I know I'll get tons of people coming online to berate me for cheating. But here goes.
I met this guy and we are quite compatible. My history is that I came out of a seven year relationship, a break up I regret, and started seeing shortly (about 3 years ago). A few months into the relationship, I drunkenly kissed someone else but stopped when I realised what I was doing and left the party. The background to that kiss was that I was also very suicidal and depress at that point in time and my friends thought going to a party might cheer me up. I desperately needed some validation as I had an accident and felt disfigured due to some minor scarring (not a concern now). I never told the guy and in the end it was a combination of my depression and his inability to commit which broke us up.

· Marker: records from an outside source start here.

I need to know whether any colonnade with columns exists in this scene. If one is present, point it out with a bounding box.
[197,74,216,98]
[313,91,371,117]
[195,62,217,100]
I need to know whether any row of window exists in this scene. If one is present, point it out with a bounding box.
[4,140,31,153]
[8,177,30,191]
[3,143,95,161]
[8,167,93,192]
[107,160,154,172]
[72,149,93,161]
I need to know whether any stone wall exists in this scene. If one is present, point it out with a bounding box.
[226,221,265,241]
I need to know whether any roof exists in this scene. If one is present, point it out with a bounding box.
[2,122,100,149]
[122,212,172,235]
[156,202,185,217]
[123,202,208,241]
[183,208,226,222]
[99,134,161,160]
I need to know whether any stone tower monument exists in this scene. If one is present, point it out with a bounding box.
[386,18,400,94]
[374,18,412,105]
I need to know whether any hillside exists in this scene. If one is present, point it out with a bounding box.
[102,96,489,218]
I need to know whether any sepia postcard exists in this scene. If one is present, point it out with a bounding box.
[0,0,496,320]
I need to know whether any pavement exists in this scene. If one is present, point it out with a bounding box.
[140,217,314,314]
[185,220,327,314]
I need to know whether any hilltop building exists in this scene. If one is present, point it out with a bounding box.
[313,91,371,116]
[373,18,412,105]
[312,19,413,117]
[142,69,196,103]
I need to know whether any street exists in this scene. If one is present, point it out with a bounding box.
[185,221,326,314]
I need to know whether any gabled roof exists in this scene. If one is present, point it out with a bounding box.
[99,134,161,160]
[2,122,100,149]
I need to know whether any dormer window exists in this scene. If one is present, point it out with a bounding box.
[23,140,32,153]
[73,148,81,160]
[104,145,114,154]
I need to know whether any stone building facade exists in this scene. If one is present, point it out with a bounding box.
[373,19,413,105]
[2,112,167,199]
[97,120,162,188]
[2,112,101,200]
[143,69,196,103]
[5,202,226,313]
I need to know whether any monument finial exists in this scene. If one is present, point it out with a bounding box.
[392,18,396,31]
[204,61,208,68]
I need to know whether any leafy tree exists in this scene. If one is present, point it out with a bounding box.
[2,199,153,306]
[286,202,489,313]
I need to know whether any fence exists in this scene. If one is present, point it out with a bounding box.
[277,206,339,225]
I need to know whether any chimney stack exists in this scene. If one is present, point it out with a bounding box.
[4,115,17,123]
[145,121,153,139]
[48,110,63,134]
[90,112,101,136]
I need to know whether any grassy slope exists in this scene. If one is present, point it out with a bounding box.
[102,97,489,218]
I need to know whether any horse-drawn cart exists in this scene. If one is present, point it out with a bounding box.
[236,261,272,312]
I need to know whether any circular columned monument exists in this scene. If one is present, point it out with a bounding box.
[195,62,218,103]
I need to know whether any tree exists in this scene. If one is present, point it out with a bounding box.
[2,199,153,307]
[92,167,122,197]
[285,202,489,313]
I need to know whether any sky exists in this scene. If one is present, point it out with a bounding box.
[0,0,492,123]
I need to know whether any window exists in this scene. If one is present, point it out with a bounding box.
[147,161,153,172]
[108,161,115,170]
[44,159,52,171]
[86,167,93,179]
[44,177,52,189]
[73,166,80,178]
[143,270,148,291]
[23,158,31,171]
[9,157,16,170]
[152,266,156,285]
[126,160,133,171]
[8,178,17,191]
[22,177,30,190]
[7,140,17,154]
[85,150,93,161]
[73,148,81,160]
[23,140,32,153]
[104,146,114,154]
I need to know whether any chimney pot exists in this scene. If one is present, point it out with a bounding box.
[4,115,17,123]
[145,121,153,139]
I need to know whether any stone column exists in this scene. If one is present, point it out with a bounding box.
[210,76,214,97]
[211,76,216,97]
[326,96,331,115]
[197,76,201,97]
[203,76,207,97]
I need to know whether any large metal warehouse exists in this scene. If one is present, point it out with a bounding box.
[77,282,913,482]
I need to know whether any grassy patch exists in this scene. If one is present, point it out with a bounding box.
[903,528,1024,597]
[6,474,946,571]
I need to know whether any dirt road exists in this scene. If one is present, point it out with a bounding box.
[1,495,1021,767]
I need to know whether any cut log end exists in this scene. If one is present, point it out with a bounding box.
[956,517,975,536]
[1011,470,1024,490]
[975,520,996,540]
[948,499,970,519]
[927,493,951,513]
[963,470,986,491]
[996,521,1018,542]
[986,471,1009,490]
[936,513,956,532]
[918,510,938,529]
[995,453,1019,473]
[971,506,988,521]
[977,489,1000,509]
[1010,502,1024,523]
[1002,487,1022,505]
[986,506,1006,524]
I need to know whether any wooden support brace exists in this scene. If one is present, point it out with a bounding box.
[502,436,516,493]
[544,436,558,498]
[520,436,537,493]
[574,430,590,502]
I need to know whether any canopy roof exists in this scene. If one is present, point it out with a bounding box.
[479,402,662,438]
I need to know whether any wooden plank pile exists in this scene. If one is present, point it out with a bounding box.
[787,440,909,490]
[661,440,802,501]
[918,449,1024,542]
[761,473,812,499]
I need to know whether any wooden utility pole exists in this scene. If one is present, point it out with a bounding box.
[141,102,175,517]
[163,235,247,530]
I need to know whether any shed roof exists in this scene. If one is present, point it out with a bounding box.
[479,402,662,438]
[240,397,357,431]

And now, after a year, we are back together and things were going well. However, he had a possible good job offer in another country which would meant that we would break up as the stint was about 3 years. He had to go for several interviews before the company would make the decision. He did mention that he would probably get the same job satisfaction here but going overseas would give him a leg -up and if he got the job he would go and I will never see him again. I helped him with preparing for interviews and alike because I wanted to give him full support. At the same time, we kept the relationship going which was pretty stupid. I couldn't tell him how betrayed I actually felt or that I felt like a second choice or a back-up plan, just in case the job fell through. He's a naturally anxious person so I did not want to stress him up before his final hurdle. But I do feel unloved, like a backup plan, and someone who's just good enough, but not the best. Anyway, to cut the long story short, I went out for dinner with an ex who remained a good friend. There was alcohol involved but it's no excuse for sleeping with him (no actual intercourse but at this point it doesn't matter what was done). I felt awful about what happened because I realised I do love my guy a lot, which was why I remained even though he obviously wanted the job overseas and even helped him with his interviews and what not while I was crying inside all the time. I was sure he was going to get the job as he made a lot of money for his company in the previous year despite the financial situation globally. The job unforuntately went to someone else. But he told me that not getting job is a blessing in disguise as he would rather be with me and now we are planning to be fully committed in the relationship. Of course someone made a wisecrack about how he said that because he did not get the job.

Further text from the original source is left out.